Not taking her into his arms about killed Derek. “I’m sorry. I was a typical nineteen-year-old guy, just thinking,Hey, I thought we were going to die, but we’re both alive. Hooray!”

“You were right. I should have focused on that too, instead of being angry with everyone and running.”

“In hindsight, I’m glad you left. If we’re right and the bastard is still alive, he might have gone after you again to finish what he started.”

She shuddered.

“Do you know what I wonder sometimes?” he asked as they walked. “How did he find us after we escaped? I was running all over the place, lost some of the time, and at other times, deliberately trying to confuse tracks. So how did he catch up with us at the river?”

“He’s a good tracker?”

“Has to be. And he knows the woods like the back of his hands.”

“A hunter?”

“That’s my best guess.” He shook his head. “Trouble is, most everybody hunts around here.”

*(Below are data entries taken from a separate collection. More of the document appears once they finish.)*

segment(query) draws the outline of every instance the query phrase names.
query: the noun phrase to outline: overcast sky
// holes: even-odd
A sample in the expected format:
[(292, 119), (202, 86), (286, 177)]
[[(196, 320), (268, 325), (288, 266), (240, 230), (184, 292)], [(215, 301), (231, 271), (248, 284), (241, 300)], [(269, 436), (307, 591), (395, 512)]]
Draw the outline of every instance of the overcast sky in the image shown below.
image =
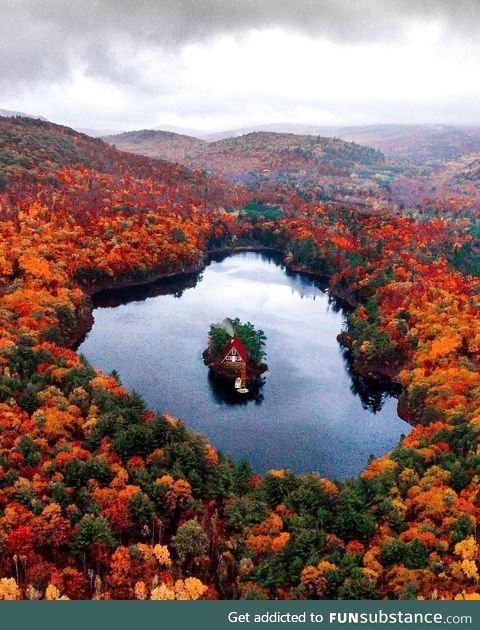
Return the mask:
[(480, 124), (479, 0), (0, 0), (0, 108), (76, 127)]

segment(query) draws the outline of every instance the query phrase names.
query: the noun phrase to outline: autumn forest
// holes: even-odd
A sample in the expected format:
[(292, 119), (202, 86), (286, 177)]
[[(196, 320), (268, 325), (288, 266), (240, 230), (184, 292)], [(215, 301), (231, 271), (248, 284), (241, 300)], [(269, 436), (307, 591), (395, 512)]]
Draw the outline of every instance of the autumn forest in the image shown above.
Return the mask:
[[(480, 140), (442, 133), (0, 117), (0, 599), (480, 599)], [(75, 351), (99, 291), (248, 249), (401, 387), (412, 430), (357, 478), (260, 475)]]

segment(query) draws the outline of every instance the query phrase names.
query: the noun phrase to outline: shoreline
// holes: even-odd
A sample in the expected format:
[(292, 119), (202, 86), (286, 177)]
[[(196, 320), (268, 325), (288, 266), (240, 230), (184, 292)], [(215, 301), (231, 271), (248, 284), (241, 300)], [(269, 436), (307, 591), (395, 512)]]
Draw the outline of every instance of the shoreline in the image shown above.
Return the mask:
[[(64, 333), (67, 346), (76, 351), (87, 336), (87, 334), (92, 329), (92, 326), (94, 324), (93, 310), (95, 308), (95, 296), (104, 292), (121, 291), (123, 289), (134, 287), (147, 287), (162, 280), (182, 280), (184, 278), (188, 278), (191, 275), (200, 274), (208, 266), (214, 256), (223, 254), (234, 255), (241, 252), (266, 252), (283, 256), (286, 255), (286, 251), (278, 247), (267, 247), (254, 243), (250, 245), (234, 245), (228, 247), (220, 247), (205, 252), (202, 258), (199, 259), (195, 264), (186, 266), (181, 271), (171, 272), (161, 269), (152, 269), (148, 272), (148, 278), (145, 278), (145, 272), (133, 272), (124, 277), (119, 277), (116, 279), (112, 278), (110, 281), (80, 284), (79, 286), (84, 292), (85, 299), (83, 305), (77, 310), (76, 325), (68, 331), (62, 331)], [(283, 264), (285, 265), (285, 268), (291, 272), (303, 274), (319, 281), (321, 280), (323, 282), (329, 280), (328, 277), (313, 271), (309, 271), (305, 269), (302, 265), (289, 265), (285, 262)], [(356, 308), (360, 305), (360, 302), (355, 300), (347, 293), (339, 293), (332, 290), (330, 287), (328, 287), (328, 293), (333, 298), (344, 302), (350, 308)], [(353, 338), (347, 332), (340, 331), (337, 335), (337, 341), (344, 348), (352, 350)], [(397, 399), (397, 415), (402, 420), (405, 420), (406, 422), (414, 426), (416, 424), (415, 416), (408, 407), (406, 392), (398, 378), (398, 374), (401, 368), (402, 366), (387, 366), (380, 363), (373, 364), (371, 362), (361, 360), (358, 356), (355, 355), (355, 353), (353, 353), (353, 369), (355, 372), (357, 372), (357, 374), (365, 378), (393, 383), (399, 385), (402, 388), (401, 394)]]

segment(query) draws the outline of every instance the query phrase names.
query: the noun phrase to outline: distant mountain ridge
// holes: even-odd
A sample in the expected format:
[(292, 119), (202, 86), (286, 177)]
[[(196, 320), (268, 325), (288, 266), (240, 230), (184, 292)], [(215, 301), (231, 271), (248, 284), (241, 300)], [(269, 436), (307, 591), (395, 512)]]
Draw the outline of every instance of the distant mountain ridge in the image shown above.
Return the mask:
[(451, 160), (480, 151), (480, 126), (443, 124), (333, 126), (271, 123), (221, 131), (207, 134), (205, 137), (214, 141), (238, 137), (254, 131), (340, 138), (347, 142), (372, 147), (384, 153), (387, 158), (404, 162)]
[(47, 122), (47, 119), (43, 116), (37, 116), (36, 114), (26, 114), (25, 112), (17, 112), (11, 109), (0, 109), (0, 116), (4, 118), (15, 118), (16, 116), (20, 116), (21, 118), (37, 118), (38, 120), (43, 120)]
[[(47, 120), (43, 116), (35, 114), (0, 109), (0, 117), (15, 116)], [(376, 149), (383, 153), (387, 159), (419, 165), (426, 162), (458, 160), (469, 154), (480, 153), (480, 125), (434, 123), (313, 125), (281, 122), (217, 132), (206, 132), (175, 125), (158, 125), (154, 129), (126, 132), (118, 132), (109, 128), (75, 127), (75, 129), (92, 138), (103, 138), (109, 144), (115, 144), (117, 148), (123, 151), (181, 163), (183, 163), (185, 154), (196, 151), (202, 144), (263, 132), (338, 138), (345, 142), (354, 142)], [(148, 135), (147, 132), (152, 133)], [(157, 135), (155, 135), (156, 133)]]
[(377, 150), (338, 138), (253, 132), (207, 143), (169, 131), (131, 131), (104, 140), (118, 149), (208, 171), (227, 179), (318, 177), (384, 161)]
[(185, 155), (206, 144), (192, 136), (172, 131), (143, 129), (104, 136), (103, 140), (121, 151), (183, 163)]
[[(144, 133), (144, 130), (142, 133)], [(208, 143), (226, 140), (229, 138), (239, 138), (251, 133), (281, 133), (294, 134), (299, 136), (321, 136), (324, 138), (339, 138), (346, 142), (372, 147), (382, 152), (386, 158), (398, 162), (408, 162), (423, 164), (429, 161), (456, 160), (470, 153), (480, 152), (480, 126), (460, 126), (446, 124), (380, 124), (380, 125), (303, 125), (296, 123), (269, 123), (243, 127), (239, 129), (229, 129), (215, 133), (205, 133), (194, 129), (182, 129), (165, 125), (157, 127), (154, 131), (165, 131), (183, 136), (181, 141), (186, 144), (185, 137), (190, 137), (197, 141)], [(139, 132), (127, 132), (139, 133)], [(162, 153), (165, 147), (158, 151), (153, 146), (141, 146), (141, 143), (132, 142), (134, 136), (121, 138), (124, 134), (117, 134), (117, 146), (127, 151), (141, 153), (147, 151), (145, 155), (151, 157), (163, 157), (169, 159), (173, 147), (168, 153)], [(161, 136), (158, 136), (161, 138)], [(107, 142), (112, 142), (111, 138), (106, 138)], [(173, 141), (174, 137), (170, 137)], [(180, 141), (180, 140), (179, 140)], [(123, 146), (121, 146), (123, 144)], [(135, 146), (133, 146), (135, 144)], [(193, 143), (192, 143), (193, 144)], [(181, 152), (180, 152), (181, 153)], [(178, 156), (174, 159), (180, 159)]]
[(181, 136), (192, 136), (193, 138), (200, 138), (201, 140), (208, 140), (210, 138), (209, 133), (200, 131), (200, 129), (192, 129), (190, 127), (178, 127), (177, 125), (158, 125), (154, 127), (155, 131), (170, 131), (171, 133), (178, 133)]
[(72, 127), (79, 133), (84, 133), (91, 138), (103, 138), (105, 136), (115, 135), (117, 133), (123, 133), (118, 129), (91, 129), (90, 127)]
[(245, 176), (297, 179), (345, 175), (356, 165), (383, 161), (379, 151), (338, 138), (260, 131), (203, 144), (185, 157), (184, 164), (241, 180)]
[(480, 127), (369, 125), (319, 128), (319, 131), (374, 147), (390, 159), (417, 164), (455, 160), (480, 151)]
[[(36, 118), (0, 117), (2, 169), (0, 190), (18, 181), (48, 177), (56, 185), (63, 167), (81, 165), (97, 173), (130, 173), (161, 181), (175, 189), (175, 198), (195, 198), (199, 204), (231, 203), (235, 187), (185, 166), (118, 151), (103, 140)], [(58, 183), (58, 182), (57, 182)], [(233, 192), (232, 192), (233, 191)]]

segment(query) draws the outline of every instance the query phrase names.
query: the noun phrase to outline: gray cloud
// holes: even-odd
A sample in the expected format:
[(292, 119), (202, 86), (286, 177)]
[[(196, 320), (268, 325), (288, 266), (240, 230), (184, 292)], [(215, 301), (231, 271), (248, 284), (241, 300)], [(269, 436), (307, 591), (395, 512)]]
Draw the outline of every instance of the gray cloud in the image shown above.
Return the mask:
[[(431, 22), (440, 40), (411, 32)], [(480, 122), (479, 23), (480, 0), (0, 0), (0, 107), (109, 129)]]
[[(72, 69), (135, 82), (135, 53), (266, 27), (342, 42), (401, 39), (413, 20), (476, 35), (478, 0), (0, 0), (0, 86), (61, 81)], [(119, 68), (118, 54), (132, 53)]]

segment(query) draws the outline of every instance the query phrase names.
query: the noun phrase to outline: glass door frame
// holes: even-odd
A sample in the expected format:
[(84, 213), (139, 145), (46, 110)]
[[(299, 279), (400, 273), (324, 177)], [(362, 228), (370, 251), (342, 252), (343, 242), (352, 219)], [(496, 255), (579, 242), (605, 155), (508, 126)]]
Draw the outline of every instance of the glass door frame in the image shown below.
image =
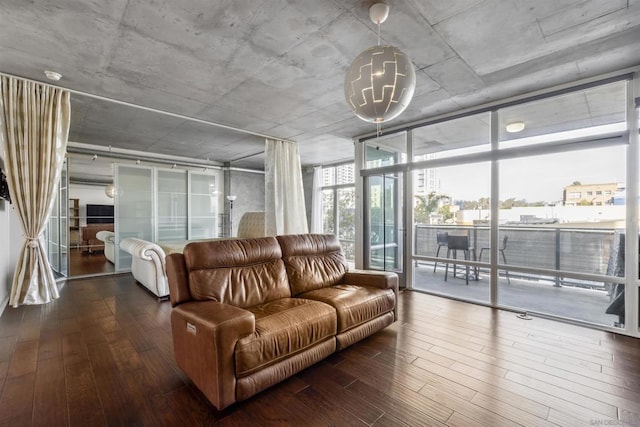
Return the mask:
[[(387, 175), (389, 175), (390, 173), (381, 173), (381, 174), (368, 174), (366, 176), (363, 177), (364, 180), (364, 193), (363, 193), (363, 198), (362, 200), (364, 201), (363, 205), (367, 207), (367, 209), (364, 209), (363, 213), (363, 220), (364, 220), (364, 226), (363, 226), (363, 261), (364, 261), (364, 268), (365, 269), (369, 269), (369, 270), (378, 270), (378, 268), (376, 267), (372, 267), (371, 266), (371, 215), (370, 215), (370, 205), (371, 205), (371, 194), (370, 194), (370, 189), (371, 186), (370, 184), (370, 180), (371, 178), (374, 177), (379, 177), (382, 179), (382, 194), (381, 194), (381, 209), (383, 212), (383, 264), (384, 266), (382, 267), (382, 271), (392, 271), (396, 274), (398, 274), (398, 280), (399, 280), (399, 285), (401, 288), (405, 288), (407, 287), (407, 257), (406, 257), (406, 241), (407, 241), (407, 227), (406, 227), (406, 219), (407, 219), (407, 215), (406, 215), (406, 211), (407, 210), (411, 210), (411, 209), (407, 209), (406, 206), (406, 184), (407, 184), (407, 174), (404, 172), (392, 172), (393, 174), (395, 174), (395, 177), (389, 178)], [(400, 176), (398, 176), (400, 175)], [(395, 240), (397, 243), (397, 253), (395, 255), (395, 260), (397, 263), (397, 266), (395, 268), (387, 268), (386, 265), (386, 237), (387, 237), (387, 218), (385, 215), (386, 212), (386, 199), (387, 199), (387, 195), (386, 195), (386, 180), (387, 179), (393, 179), (394, 180), (394, 190), (393, 190), (393, 198), (394, 200), (394, 221), (393, 221), (393, 227), (395, 229)]]

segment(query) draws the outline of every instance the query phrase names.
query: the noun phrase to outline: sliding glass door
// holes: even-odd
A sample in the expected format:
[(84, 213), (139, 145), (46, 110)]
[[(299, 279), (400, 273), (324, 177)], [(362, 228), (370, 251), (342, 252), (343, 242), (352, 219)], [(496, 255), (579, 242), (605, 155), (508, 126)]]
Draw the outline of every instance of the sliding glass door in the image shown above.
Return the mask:
[(158, 241), (187, 239), (187, 174), (158, 169)]
[(371, 175), (366, 182), (365, 268), (393, 271), (404, 286), (404, 174)]
[(67, 277), (68, 275), (68, 194), (67, 161), (65, 160), (45, 233), (47, 256), (56, 277)]
[(153, 241), (153, 169), (117, 165), (116, 174), (116, 270), (131, 269), (131, 254), (120, 249), (127, 237)]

They fell silent, each deep in their thoughts as they walked. Then Jess stopped in her tracks, staring forward when she finally recognized the path she’d subconsciously taken. Derek had known where they were heading, but merely followed her instead of warning her. If she needed to be here, he would be here with her.

They were at the burned-down cabin, charred bricks and black, broken beams.

“Do you ever wonder,” she asked, “what life would be like if we had never come to the cabin that day?”

More times than it was healthy.

“Something like this,” he said, pulling her into his arms at long last and kissing her.

For a long, long moment, she let him; then she pulled back. Her gaze searched his. “Why did you do that?”